Они прошли через двор к конюшне. Рэндольф тоже воздержался от дальнейших комментариев. Шейн зашел в стойло к одной из своих лошадей, потом к другой, третьей, провел с каждой несколько минут – погладил, пробормотал какие-то ласковые слова. Рэндольф отстал, но продолжал внимательно наблюдать за ним. Внезапно он испытал прилив острой жалости к своему младшему другу, сам толком не понимая, чем это чувство вызвано. А может быть, оно было вызвано поведением Шейна в этот момент, бездонной печалью в его черных глазах? Рэндольф был неравнодушен к Шейну О'Нилу еще с тех пор, как тот был ребенком. Когда-то он даже надеялся, что Шейну понравится одна из его дочерей – Салли или Вивьен. Но он никогда не проявлял к ним никакого интереса и всегда держался с ними немного отчужденно. А вот его сын Уинстон действительно стал ближайшим другом и добрым приятелем Шейна. Немало людей восприняли с недоумением два года назад то, что Уинстон и Шейн купили требовавший капитального ремонта старый особняк – Бек-хаус – в близлежащей деревушке Уэст Тэнфилд, перепланировали и отделали его и вместе поселились там. Но Рэндольф никогда не сомневался в сексуальной ориентации ни своего сына, ни Шейна. Он просто знал, что оба они – ужасные ловеласы, всегда увлеченные то одной, то другой красоткой в округе. Когда была жива его жена Джорджина, ей частенько приходилось утешать то одну, то другую молодую женщину, чье сердце было разбито, когда они приходили в Эллингтон-Холл в поисках Уинстона или Шейна. Слава Богу, теперь уже больше не приходят. Он бы просто не знал, что делать в такой ситуации. Он подозревал, что, если сейчас кто-то из молодых женщин нуждается в утешении, они направляются прямиком в Бек-хаус. Рэндольф улыбнулся своим мыслям. Эти двое – ужасные проказники, но он все равно их очень любит.

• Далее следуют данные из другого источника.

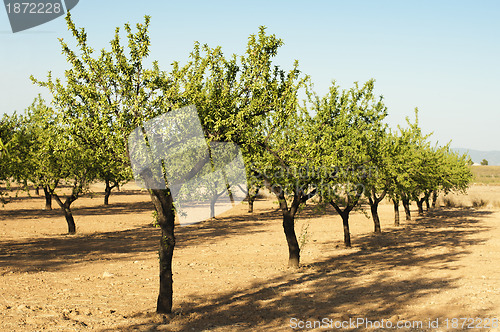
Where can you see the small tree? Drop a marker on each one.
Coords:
(345, 125)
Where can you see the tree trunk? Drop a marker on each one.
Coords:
(163, 203)
(66, 207)
(396, 212)
(434, 199)
(48, 199)
(347, 234)
(107, 192)
(212, 207)
(291, 239)
(251, 199)
(69, 220)
(374, 210)
(420, 204)
(406, 205)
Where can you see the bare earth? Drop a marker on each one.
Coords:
(230, 274)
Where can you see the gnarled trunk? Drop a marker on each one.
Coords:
(291, 239)
(420, 204)
(406, 206)
(347, 233)
(434, 199)
(68, 214)
(395, 202)
(108, 189)
(48, 198)
(163, 203)
(70, 220)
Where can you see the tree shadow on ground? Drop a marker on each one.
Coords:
(349, 284)
(101, 209)
(61, 251)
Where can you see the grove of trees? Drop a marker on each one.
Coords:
(336, 148)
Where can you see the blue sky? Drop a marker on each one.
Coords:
(440, 56)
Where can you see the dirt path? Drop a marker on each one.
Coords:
(229, 273)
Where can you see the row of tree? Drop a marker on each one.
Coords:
(336, 147)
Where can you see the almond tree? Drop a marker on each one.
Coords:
(113, 92)
(345, 125)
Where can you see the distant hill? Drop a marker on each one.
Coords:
(477, 156)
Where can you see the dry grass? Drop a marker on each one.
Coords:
(477, 196)
(486, 174)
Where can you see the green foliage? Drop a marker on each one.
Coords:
(345, 132)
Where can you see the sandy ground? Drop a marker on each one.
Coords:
(230, 274)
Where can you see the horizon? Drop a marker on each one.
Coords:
(439, 57)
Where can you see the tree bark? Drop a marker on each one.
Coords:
(420, 204)
(434, 199)
(291, 239)
(66, 207)
(107, 190)
(212, 207)
(406, 206)
(376, 220)
(163, 203)
(396, 212)
(70, 220)
(347, 233)
(48, 198)
(251, 199)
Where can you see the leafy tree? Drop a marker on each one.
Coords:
(345, 125)
(55, 157)
(233, 100)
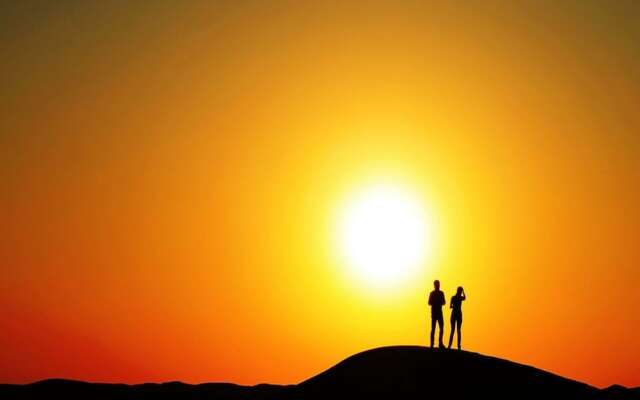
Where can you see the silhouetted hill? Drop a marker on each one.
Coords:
(401, 372)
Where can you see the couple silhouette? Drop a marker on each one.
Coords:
(436, 301)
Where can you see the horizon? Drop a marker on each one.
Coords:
(253, 191)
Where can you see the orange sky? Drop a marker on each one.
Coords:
(171, 174)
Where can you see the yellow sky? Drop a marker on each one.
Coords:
(171, 175)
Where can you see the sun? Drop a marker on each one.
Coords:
(384, 234)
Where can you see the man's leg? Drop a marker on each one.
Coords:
(433, 328)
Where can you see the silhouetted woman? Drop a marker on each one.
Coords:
(456, 314)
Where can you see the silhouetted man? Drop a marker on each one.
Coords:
(436, 301)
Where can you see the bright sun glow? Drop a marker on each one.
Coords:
(384, 234)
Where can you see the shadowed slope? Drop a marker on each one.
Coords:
(400, 372)
(412, 372)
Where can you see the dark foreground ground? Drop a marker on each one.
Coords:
(401, 372)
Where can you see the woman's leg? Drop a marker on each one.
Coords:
(453, 329)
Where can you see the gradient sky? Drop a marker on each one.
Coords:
(171, 170)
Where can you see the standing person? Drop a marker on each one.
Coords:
(436, 301)
(456, 314)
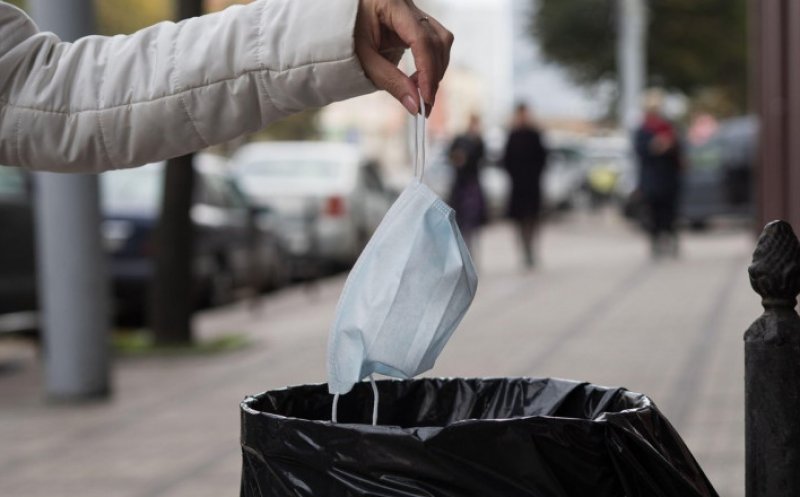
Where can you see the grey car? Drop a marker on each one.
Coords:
(330, 198)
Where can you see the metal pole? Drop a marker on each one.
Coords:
(631, 60)
(72, 264)
(772, 368)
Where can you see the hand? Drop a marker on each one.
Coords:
(384, 29)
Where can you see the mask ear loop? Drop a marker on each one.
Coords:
(419, 132)
(375, 401)
(335, 407)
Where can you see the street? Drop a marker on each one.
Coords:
(595, 308)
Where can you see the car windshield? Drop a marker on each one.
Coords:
(132, 189)
(293, 169)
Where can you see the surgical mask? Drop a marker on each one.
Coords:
(407, 292)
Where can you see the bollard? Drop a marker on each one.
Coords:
(772, 368)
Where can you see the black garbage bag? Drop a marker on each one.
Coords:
(465, 437)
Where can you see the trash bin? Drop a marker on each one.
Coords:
(514, 437)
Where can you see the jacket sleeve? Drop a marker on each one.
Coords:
(110, 102)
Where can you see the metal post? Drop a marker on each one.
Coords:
(631, 60)
(772, 368)
(72, 264)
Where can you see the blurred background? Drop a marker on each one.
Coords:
(603, 159)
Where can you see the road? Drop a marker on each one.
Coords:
(596, 308)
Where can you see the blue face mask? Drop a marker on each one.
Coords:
(407, 292)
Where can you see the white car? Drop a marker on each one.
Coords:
(329, 198)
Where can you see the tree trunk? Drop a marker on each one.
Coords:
(173, 294)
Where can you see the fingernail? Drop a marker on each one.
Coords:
(409, 104)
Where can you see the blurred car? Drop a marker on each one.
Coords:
(564, 177)
(719, 177)
(225, 250)
(330, 199)
(18, 259)
(607, 160)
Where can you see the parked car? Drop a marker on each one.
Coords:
(564, 177)
(719, 177)
(330, 199)
(18, 254)
(608, 160)
(226, 250)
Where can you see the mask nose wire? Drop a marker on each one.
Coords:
(419, 132)
(375, 397)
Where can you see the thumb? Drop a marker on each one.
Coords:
(387, 76)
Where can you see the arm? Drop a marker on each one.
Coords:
(106, 102)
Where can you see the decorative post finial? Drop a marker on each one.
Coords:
(772, 368)
(775, 270)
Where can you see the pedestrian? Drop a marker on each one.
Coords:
(466, 196)
(108, 102)
(525, 159)
(658, 151)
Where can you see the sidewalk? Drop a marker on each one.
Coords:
(595, 309)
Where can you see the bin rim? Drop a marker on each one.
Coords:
(645, 401)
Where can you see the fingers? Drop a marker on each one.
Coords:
(385, 75)
(429, 41)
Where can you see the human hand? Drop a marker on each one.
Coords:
(384, 29)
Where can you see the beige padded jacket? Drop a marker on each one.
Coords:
(110, 102)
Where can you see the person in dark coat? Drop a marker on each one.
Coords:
(466, 196)
(525, 159)
(660, 162)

Наконец Шейн попрощался со своими лошадьми и, не торопясь, вернулся к Рэндольфу, стоявшему у входа в конюшню. Как всегда, и особенно в тех случаях, когда они долго не виделись, Рэндольф был поражен тем, насколько привлекателен Шейн. «Чертовски красивый парень! – подумал он про себя. – Должно быть, пятьдесят лет назад Блэки был точно таким же, как Шейн сегодня».

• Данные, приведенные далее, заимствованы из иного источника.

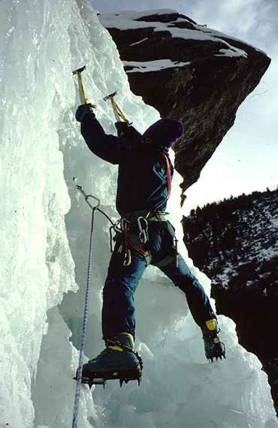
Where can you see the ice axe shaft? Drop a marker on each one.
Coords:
(77, 73)
(119, 115)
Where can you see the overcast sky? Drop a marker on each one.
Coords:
(247, 158)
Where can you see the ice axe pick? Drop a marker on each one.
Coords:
(119, 115)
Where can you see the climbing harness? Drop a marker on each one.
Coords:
(119, 114)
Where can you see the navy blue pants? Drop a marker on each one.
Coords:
(118, 312)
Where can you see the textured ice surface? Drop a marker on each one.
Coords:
(43, 256)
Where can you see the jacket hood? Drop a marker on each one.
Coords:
(164, 132)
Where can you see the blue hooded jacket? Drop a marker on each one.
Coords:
(142, 176)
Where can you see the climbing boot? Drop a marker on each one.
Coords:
(118, 360)
(213, 347)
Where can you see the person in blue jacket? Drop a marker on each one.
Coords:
(147, 237)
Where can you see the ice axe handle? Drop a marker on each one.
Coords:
(83, 99)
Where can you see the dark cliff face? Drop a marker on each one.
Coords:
(187, 72)
(235, 243)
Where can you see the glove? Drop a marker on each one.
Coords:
(122, 128)
(83, 110)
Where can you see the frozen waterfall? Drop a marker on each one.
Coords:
(44, 234)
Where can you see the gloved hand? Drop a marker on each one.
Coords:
(122, 128)
(83, 110)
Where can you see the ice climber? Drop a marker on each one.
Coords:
(147, 237)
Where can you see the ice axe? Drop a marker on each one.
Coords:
(119, 115)
(77, 73)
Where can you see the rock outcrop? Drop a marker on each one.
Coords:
(235, 244)
(189, 72)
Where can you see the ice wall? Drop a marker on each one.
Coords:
(43, 256)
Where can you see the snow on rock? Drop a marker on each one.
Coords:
(218, 73)
(45, 227)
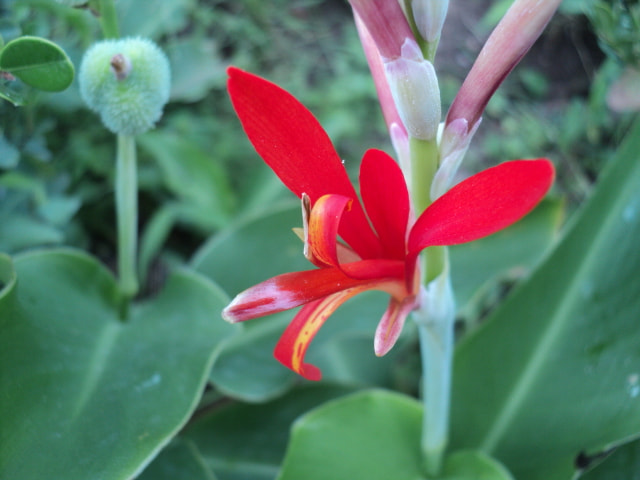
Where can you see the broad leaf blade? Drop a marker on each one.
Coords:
(85, 394)
(373, 435)
(555, 372)
(37, 62)
(247, 442)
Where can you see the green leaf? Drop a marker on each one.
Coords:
(9, 155)
(621, 464)
(195, 68)
(37, 62)
(193, 175)
(470, 465)
(178, 460)
(254, 250)
(555, 372)
(153, 19)
(7, 276)
(373, 434)
(20, 231)
(510, 253)
(247, 442)
(246, 368)
(84, 393)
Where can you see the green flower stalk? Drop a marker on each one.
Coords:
(127, 82)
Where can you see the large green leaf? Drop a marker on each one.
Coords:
(373, 435)
(622, 464)
(247, 442)
(254, 250)
(84, 392)
(556, 371)
(37, 62)
(180, 460)
(510, 253)
(193, 176)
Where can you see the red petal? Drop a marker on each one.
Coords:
(482, 204)
(291, 141)
(386, 199)
(295, 340)
(323, 228)
(291, 290)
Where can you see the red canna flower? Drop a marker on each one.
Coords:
(380, 243)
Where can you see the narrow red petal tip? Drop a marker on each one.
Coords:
(391, 324)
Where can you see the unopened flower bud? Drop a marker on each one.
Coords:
(429, 16)
(415, 91)
(127, 82)
(454, 142)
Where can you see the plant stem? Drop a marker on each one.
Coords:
(109, 19)
(424, 164)
(126, 190)
(436, 349)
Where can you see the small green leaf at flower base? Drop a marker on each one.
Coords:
(37, 62)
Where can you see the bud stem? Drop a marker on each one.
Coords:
(424, 164)
(126, 191)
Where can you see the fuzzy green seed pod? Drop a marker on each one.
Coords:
(127, 82)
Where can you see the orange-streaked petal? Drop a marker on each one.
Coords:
(295, 340)
(386, 200)
(293, 289)
(295, 146)
(391, 324)
(324, 220)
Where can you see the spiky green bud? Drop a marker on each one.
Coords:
(127, 82)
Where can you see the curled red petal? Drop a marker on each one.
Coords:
(295, 340)
(295, 146)
(482, 204)
(386, 200)
(293, 289)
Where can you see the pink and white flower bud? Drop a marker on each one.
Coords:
(510, 40)
(429, 16)
(400, 142)
(415, 91)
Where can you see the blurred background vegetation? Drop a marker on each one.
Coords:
(198, 172)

Положив руку на плечо своему старшему другу, Шейн поблагодарил:

– Спасибо тебе за все, Рэндольф.

– Что ты, приятель, я всегда рад тебе. Не волнуйся о лошадях. Мы о них хорошенько позаботимся. Впрочем, ты это и так знаешь. Да, Шейн, у меня к тебе просьба: пожалуйста, попроси Уинстона позвонить мне вечером.

– Хорошо.

Рэндольф проводил глазами Шейна О'Нила, который, задумавшись, шел к своей машине. «Вот идет очень несчастный молодой человек, – разговаривая с самим собой, пробормотал Рэндольф и в недоумении покачал головой. – У него есть все, чего только можно пожелать: здоровье, красота, положение в обществе, большое состояние. Но хотя он и пытается это скрыть, я глубоко убежден, что в душе он очень несчастлив. Но будь я проклят, я не могу понять почему!»

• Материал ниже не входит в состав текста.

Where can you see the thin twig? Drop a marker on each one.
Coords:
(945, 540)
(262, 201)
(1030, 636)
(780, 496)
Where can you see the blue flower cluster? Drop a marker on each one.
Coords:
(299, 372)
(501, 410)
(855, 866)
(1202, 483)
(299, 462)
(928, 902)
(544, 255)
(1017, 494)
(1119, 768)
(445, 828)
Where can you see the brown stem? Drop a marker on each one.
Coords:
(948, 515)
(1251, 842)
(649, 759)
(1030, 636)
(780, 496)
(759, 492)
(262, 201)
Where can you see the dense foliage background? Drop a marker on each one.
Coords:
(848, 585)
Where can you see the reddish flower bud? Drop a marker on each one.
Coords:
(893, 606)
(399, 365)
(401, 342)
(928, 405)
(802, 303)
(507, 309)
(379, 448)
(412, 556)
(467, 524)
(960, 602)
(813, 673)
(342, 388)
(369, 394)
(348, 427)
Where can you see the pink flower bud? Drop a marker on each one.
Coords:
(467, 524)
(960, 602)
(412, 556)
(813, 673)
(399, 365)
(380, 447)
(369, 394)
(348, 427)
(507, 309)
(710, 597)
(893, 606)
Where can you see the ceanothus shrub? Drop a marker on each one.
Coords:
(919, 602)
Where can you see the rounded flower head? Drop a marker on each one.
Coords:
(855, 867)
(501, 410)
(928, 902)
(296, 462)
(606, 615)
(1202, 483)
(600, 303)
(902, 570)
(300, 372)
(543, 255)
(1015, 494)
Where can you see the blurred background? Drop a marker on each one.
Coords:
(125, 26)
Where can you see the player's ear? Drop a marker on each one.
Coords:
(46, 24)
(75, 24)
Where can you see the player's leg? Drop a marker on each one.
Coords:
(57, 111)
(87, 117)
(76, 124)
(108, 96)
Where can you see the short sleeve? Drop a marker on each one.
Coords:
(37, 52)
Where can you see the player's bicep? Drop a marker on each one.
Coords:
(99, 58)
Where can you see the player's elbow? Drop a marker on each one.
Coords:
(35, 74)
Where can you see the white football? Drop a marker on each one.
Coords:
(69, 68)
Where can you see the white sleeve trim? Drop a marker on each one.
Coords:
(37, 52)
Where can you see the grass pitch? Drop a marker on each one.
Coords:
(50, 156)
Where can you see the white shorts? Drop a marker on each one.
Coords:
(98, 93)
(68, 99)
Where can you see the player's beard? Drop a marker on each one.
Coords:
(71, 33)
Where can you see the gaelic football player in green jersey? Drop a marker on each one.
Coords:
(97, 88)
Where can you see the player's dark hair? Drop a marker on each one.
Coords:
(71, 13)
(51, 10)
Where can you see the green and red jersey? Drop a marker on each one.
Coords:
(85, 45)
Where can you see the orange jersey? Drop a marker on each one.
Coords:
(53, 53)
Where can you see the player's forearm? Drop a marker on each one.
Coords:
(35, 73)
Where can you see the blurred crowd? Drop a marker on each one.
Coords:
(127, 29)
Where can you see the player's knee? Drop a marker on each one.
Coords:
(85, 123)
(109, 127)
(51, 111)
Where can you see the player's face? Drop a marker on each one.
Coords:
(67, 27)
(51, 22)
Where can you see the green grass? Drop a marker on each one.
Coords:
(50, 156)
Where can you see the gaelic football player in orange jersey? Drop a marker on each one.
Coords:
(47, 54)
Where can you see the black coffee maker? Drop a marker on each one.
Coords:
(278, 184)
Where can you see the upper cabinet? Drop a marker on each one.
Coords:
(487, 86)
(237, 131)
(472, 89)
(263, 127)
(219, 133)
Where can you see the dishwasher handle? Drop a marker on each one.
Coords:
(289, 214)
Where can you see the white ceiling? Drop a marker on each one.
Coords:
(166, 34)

Бек-хаус стоял у подножия небольшого холма, на краю деревушки Уэст Тэнфилд, примерно на полпути между Эллингтон-Холлом и Пеннистоун-ройял.

Особняк был расположен в лощине; позади него росло несколько огромных старых дубов и сикамор, отбрасывавших на него густую тень. Особняк был построен в конце правления Елизаветы Первой. В нем было какое-то особое очарование. Он был невысокий, просторный, со множеством каминных труб и высоких тонированных окон. Его построили из местного камня – по всей вероятности, из карьера Фаунтинс Эбби, расположенного поблизости. Фасад был наполовину деревянный.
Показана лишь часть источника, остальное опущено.